To me, this ‘watery companion’ is: Bach ac yn gyflym. Welsh geographical place-names are very descriptive, and it seemed right to call this rivulet by this name. It means ‘small and fast’. Very apt. A very Welsh name.
I was as at Bach ac yn gyflym earlier today, at mid-morning. It was hot. An unusually hot and glorious day, even for August. And sitting on the edge of the rivulet, alone but not alone, in the shade of aged trees, and dangling my feet in it’s coolness, I couldn’t help but write words of gratitude to the One who opens the fountains of the deep. I wrote:
River of all that is Holy flows from the mountain,
and passes me by.
What was parched, is parched no more.
And what was lifeless, now teems with life.
The earth is green by the handiwork of God.
And, the beast of the field honour the Giver of Life, the dragons and the owls, also.
We look on in awe, and pause in wonder.
In entering the river’s flow, we become the river.
Immersed. Baptised. Anew. ‘Oneing’ with God.

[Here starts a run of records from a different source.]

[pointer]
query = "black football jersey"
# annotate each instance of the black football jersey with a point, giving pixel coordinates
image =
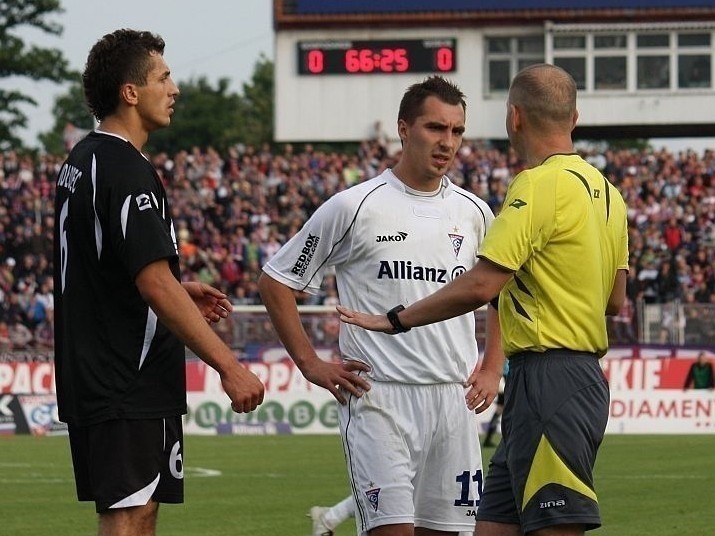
(113, 358)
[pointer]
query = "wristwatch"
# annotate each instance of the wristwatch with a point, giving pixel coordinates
(395, 320)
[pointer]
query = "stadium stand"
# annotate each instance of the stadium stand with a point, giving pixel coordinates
(233, 211)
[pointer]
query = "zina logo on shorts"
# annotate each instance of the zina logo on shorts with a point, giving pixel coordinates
(552, 503)
(373, 496)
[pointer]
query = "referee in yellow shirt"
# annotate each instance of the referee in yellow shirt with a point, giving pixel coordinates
(556, 257)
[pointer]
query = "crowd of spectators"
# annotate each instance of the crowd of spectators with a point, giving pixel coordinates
(233, 211)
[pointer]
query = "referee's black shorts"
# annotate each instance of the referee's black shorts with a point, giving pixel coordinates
(554, 419)
(124, 463)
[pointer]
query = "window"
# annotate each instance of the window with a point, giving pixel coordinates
(694, 71)
(653, 61)
(610, 73)
(621, 57)
(653, 72)
(576, 67)
(507, 55)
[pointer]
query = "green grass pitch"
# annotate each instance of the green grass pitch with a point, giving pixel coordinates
(259, 486)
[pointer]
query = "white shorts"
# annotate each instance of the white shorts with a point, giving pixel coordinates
(413, 456)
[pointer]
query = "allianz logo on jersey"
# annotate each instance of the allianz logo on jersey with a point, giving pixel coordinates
(399, 237)
(407, 270)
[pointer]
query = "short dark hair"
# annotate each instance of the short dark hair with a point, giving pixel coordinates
(117, 58)
(434, 86)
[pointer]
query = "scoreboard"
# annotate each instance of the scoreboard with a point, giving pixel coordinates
(346, 57)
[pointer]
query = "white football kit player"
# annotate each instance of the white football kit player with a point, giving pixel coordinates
(411, 444)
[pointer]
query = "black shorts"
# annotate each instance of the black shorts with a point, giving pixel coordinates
(124, 463)
(555, 415)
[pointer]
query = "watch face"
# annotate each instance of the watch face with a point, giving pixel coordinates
(377, 57)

In entering the river’s flow, may what we do flow from us like this river
so that we become rivers of promise to others.
We will sing as no one ever has, flowing onward to the Great sea.
Oh, that our lives would be carried along by the flow of water,
that we are not concerned about the twists and turns it takes,
but be mindful of the joyful and onward journey to the Source of All.
Lord of the river, this refreshing, small and fast river, we give you thanks.
(Words also inspired by the works of: John O’Donohue, Rainer Maria Rilke, Julian of Norwich, Isaiah 43:20).